Delaware State Police also said it investigated threats made to multiple schools.
“These calls have been determined to be a hoax and a form of ‘swatting,'” a state police news release issued Thursday afternoon said. “Swatting occurs when a prank call is made to emergency services in an attempt to generate a large police response at a particular address.”
Delaware police said early on Thursday that they were looking into whether the threats were legitimate or acts of swatting. Usually, someone making that kind of unfounded threat disguises their phone number and its origin.
Authorities have said that instances of swatting have spread from a prank among gamers to greater prominence used by white supremacists targeting minorities, as well as others seeking to terrorize public officials.
Swatting suspects face a wide range of penalties for creating a false public alarm, depending on the situation:
- 18 months in prison and a $10,000 fine for a fourth-degree charge
- Three to five years in prison and a $15,000 fine for a third-degree charge
- Five to 10 years in prison and a $150,000 fine for a second-degree charge
A former Georgetown resident was sentenced to three years and one month in federal prison in late 2020 after he pleaded guilty to five federal counts of making interstate threats and one count of making a false threat involving explosives earlier that year.
His crimes involved a tit-for-tat online fight that saw bomb threats called in by one of his rivals to Georgetown Elementary School, as well as a Walmart in Georgetown in 2018.
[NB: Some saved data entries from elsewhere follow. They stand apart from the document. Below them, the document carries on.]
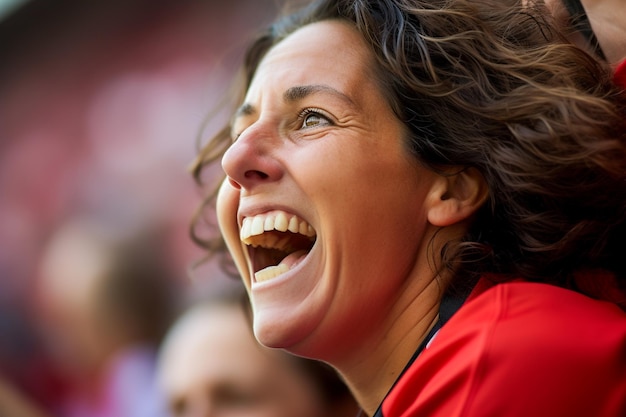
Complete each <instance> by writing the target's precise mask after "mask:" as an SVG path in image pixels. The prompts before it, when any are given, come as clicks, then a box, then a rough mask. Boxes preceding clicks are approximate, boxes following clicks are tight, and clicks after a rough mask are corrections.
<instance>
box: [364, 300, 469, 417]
mask: <svg viewBox="0 0 626 417" xmlns="http://www.w3.org/2000/svg"><path fill="white" fill-rule="evenodd" d="M468 295H469V291H468V292H467V293H465V294H459V295H456V296H452V295H446V296H445V297H443V299H442V300H441V305H440V306H439V320H437V323H435V325H434V326H433V328H432V329H430V331H429V332H428V334H427V335H426V337H425V338H424V340H422V343H420V345H419V347H418V348H417V350H416V351H415V353H414V354H413V356H411V359H409V362H408V363H407V364H406V366H405V367H404V369H403V370H402V372H400V375H399V376H398V378H397V379H396V382H394V384H393V386H395V385H396V383H397V382H398V381H399V380H400V378H401V377H402V375H404V373H405V372H406V370H407V369H409V367H410V366H411V365H412V364H413V362H415V359H417V357H418V356H419V355H420V353H422V351H423V350H424V349H426V346H428V343H429V342H430V341H431V340H432V338H433V337H435V334H437V332H438V331H439V330H440V329H441V327H442V326H443V325H444V324H446V323H447V322H448V320H450V318H451V317H452V316H453V315H454V313H456V312H457V310H458V309H459V308H461V306H462V305H463V303H464V302H465V300H466V298H467V296H468ZM393 386H392V387H391V389H393ZM391 389H390V390H389V391H391ZM374 417H384V416H383V411H382V404H381V405H379V406H378V409H377V410H376V413H375V414H374Z"/></svg>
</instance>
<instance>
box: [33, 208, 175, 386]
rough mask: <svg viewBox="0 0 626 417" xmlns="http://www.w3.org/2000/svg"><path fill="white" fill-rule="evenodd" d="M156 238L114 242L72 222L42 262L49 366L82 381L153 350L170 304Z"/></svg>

Are the threats happening nationwide?
Delaware State Police confirmed Thursday afternoon that the hoax threats were also made outside of the state.
Schools throughout Nebraska received the threats beginning Thursday morning, according to Omaha’s local NBC affiliate. Police determined they were all swatting calls. Other schools in the Midwest also reported hoax threats.
On Wednesday, multiple Colorado schools were temporarily placed under a secure status after reports of threats, according to the Denver Post. In Colorado, secure status is different from a full lockdown as doors are unlocked for police investigation and classes resume inside secured classrooms.
Several St. Louis County, Minnesota, schools also received swatting threats on Tuesday, according to WDIO.com — a television station in Duluth, Minnesota. The St. Louis County Sheriff’s office said the calls also went to several media outlets, as well as some police departments directly.
What we know about threats around Delaware
Wilmington police said Thursday morning that they were at the Bancroft School, located in the 700 block of Lombard St., investigating a threat of violence. While investigators determined the threat to be unfounded, officers remained at the school throughout the day.
Parents in the Indian River School District also received the following message on Thursday:
Several school districts issued notices on their websites, including Red Clay Consolidated School District, which said law enforcement agencies across the state and nation had received false threats of active shooters at various schools.
“Red Clay schools have not received any direct calls or threats,” the message said. “However, Delaware State Police are actively investigating. At this time, there have been no safety concerns.”
State police said officers were at multiple schools throughout the state conducting patrols to ensure everyone’s safety. The agency said it was working with “allied law enforcement agencies to thoroughly investigate” the calls.